After observing basking turtles for many years, I've come to understand that the shell (carapace), while a huge advantage to the turtle's ability to survive the millions of years of its existence, is also a burden. While in the water, the shell serves as an instantly regulated set of water wings that promotes effortless sub-surface flotation, as well as the ability to sink to the bottom in a matter of seconds, but since all aquatic turtle species must use their shells a solar collectors to enable their metabolisms to process food, they must, on a regular basis, pull out of the water. Sometimes this somewhat clumsy venture is a easy as walking up the submerged end of a log to eventually reach the dry end. This often results in a "Turtle Parade" as one after another walks up the same log, convincing each previous log walker to advance. But, frequently the chosen perch can be tenuous. This watercolor, "Finding Balance" is a capture of that situation. Two large Map Turtles
are situated on a dramatically sloped log, which is also fairly small in diameter. The flat plastron
(bottom of the shell) makes only minimal contact with the curve of the log while claws do not get to find a grip. What occurs is a combination of extended necks and legs to counterbalance a heavy anterior shell.
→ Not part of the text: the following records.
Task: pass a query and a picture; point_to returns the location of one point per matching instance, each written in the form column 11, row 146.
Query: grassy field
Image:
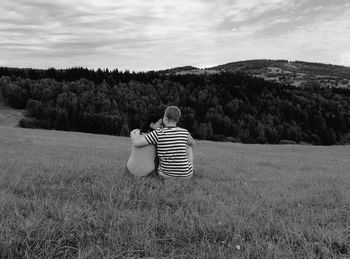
column 62, row 194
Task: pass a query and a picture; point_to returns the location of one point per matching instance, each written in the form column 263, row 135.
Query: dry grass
column 62, row 194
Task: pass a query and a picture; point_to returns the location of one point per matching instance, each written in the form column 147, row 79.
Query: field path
column 9, row 116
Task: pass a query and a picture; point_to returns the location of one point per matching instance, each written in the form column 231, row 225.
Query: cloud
column 155, row 34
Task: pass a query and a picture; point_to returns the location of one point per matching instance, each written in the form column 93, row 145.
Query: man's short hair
column 173, row 113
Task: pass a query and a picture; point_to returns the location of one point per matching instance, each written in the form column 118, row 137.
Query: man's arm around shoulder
column 190, row 140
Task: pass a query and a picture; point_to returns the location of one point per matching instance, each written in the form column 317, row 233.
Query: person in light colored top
column 171, row 142
column 143, row 160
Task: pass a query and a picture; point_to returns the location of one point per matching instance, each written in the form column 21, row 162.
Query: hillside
column 9, row 116
column 63, row 195
column 297, row 73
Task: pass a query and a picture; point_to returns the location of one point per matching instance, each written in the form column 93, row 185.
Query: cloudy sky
column 157, row 34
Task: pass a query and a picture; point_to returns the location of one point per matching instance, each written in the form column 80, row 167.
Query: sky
column 142, row 35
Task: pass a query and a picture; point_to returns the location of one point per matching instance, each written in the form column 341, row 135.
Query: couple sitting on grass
column 164, row 142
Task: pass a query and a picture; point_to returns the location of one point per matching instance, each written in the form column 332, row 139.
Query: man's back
column 171, row 148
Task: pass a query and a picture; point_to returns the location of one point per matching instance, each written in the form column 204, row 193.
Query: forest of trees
column 224, row 107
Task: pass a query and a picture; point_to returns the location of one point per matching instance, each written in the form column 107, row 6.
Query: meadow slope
column 62, row 194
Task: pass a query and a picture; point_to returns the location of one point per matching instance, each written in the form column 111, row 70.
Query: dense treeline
column 226, row 106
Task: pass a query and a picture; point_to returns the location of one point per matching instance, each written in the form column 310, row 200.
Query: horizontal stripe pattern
column 171, row 149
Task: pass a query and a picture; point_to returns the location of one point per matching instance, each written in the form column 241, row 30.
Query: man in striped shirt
column 171, row 142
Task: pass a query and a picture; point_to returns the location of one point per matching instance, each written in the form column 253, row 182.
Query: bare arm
column 137, row 139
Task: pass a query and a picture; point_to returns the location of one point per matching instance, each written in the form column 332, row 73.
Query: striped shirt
column 171, row 149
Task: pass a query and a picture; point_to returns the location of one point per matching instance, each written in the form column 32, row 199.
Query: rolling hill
column 297, row 73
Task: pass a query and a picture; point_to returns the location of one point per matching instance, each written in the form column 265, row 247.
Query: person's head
column 152, row 122
column 172, row 115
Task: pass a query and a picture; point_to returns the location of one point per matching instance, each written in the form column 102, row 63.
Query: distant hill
column 297, row 73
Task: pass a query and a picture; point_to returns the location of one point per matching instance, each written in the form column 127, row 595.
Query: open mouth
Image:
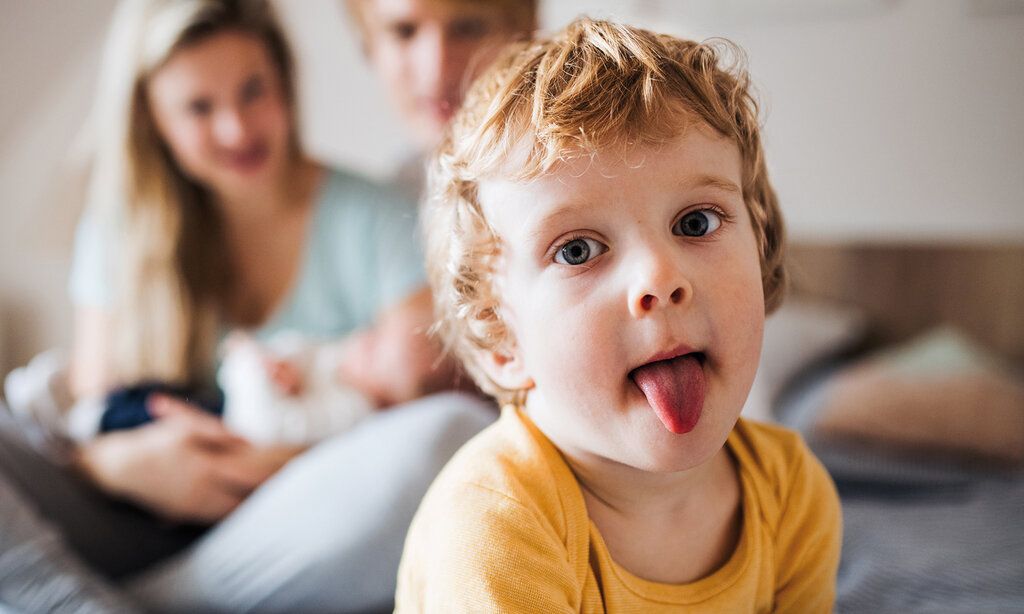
column 675, row 389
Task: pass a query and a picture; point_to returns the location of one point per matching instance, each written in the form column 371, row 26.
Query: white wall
column 886, row 120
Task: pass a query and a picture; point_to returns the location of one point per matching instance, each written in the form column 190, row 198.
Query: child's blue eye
column 697, row 223
column 579, row 251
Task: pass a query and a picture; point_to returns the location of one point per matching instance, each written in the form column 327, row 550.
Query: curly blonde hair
column 593, row 86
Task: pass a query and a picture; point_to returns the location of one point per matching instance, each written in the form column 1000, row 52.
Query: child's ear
column 507, row 368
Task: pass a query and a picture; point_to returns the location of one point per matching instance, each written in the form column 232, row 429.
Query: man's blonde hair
column 520, row 14
column 595, row 85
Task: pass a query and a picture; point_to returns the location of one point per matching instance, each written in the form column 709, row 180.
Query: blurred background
column 894, row 129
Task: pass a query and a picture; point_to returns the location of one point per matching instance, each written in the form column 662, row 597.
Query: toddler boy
column 604, row 244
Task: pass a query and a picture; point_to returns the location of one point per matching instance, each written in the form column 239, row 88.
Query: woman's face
column 219, row 105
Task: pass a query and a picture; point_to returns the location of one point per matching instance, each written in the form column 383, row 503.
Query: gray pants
column 324, row 534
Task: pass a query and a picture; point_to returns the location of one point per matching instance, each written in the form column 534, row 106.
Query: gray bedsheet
column 922, row 534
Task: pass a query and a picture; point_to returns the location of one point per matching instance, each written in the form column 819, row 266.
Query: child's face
column 632, row 288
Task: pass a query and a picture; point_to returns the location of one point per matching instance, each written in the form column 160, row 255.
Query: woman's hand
column 185, row 466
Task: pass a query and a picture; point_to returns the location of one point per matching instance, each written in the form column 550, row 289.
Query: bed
column 901, row 365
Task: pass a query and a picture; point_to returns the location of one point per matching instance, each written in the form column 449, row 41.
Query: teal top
column 363, row 255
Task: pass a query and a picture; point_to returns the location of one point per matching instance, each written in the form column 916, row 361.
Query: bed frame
column 906, row 289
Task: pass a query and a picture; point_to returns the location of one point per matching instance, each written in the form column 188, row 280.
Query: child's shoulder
column 509, row 459
column 503, row 524
column 779, row 465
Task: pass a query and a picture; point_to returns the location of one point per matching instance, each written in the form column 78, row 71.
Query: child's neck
column 647, row 520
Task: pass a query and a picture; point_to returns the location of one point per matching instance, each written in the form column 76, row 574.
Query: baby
column 287, row 390
column 604, row 245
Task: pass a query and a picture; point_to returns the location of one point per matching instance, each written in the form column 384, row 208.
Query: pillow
column 800, row 335
column 940, row 393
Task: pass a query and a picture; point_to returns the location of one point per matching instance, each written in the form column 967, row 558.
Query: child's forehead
column 697, row 155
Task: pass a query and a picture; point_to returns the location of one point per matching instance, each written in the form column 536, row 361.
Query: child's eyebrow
column 712, row 181
column 567, row 210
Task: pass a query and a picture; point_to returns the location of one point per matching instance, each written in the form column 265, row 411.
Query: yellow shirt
column 504, row 528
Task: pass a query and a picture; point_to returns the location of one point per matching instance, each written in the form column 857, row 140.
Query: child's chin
column 671, row 453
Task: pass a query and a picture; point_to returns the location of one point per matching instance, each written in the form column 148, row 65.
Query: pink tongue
column 675, row 390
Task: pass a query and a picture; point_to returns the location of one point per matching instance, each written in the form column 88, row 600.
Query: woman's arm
column 90, row 352
column 184, row 466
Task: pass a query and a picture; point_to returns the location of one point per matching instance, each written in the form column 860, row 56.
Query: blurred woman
column 205, row 215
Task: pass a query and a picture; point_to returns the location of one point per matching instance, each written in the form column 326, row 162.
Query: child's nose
column 662, row 284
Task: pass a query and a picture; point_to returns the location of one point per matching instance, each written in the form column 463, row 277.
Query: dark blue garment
column 126, row 407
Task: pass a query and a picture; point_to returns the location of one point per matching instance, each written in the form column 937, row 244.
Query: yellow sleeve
column 809, row 539
column 480, row 551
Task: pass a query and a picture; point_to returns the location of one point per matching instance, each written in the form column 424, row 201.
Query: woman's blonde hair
column 595, row 85
column 172, row 267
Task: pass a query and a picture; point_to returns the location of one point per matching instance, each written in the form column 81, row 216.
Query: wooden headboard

The results demonstrate a rather sophisticated execution of asymmetrical balance... by the turtles... I just painted what I saw.
Watercolor Notes: This painting emphasizes the element of shape in the composition. The two turtle shells are simplified in detail, but emphasized using the principle of contrast- by being brightly staged against a darker background. There is an unsettling tension created by the oddly angled turtles, but the connection of the two shell shapes at the shoulder area serves to stabilize the tension and add to the mass, which helps to create the balance against the generous section of background (water) in the left half of the composition.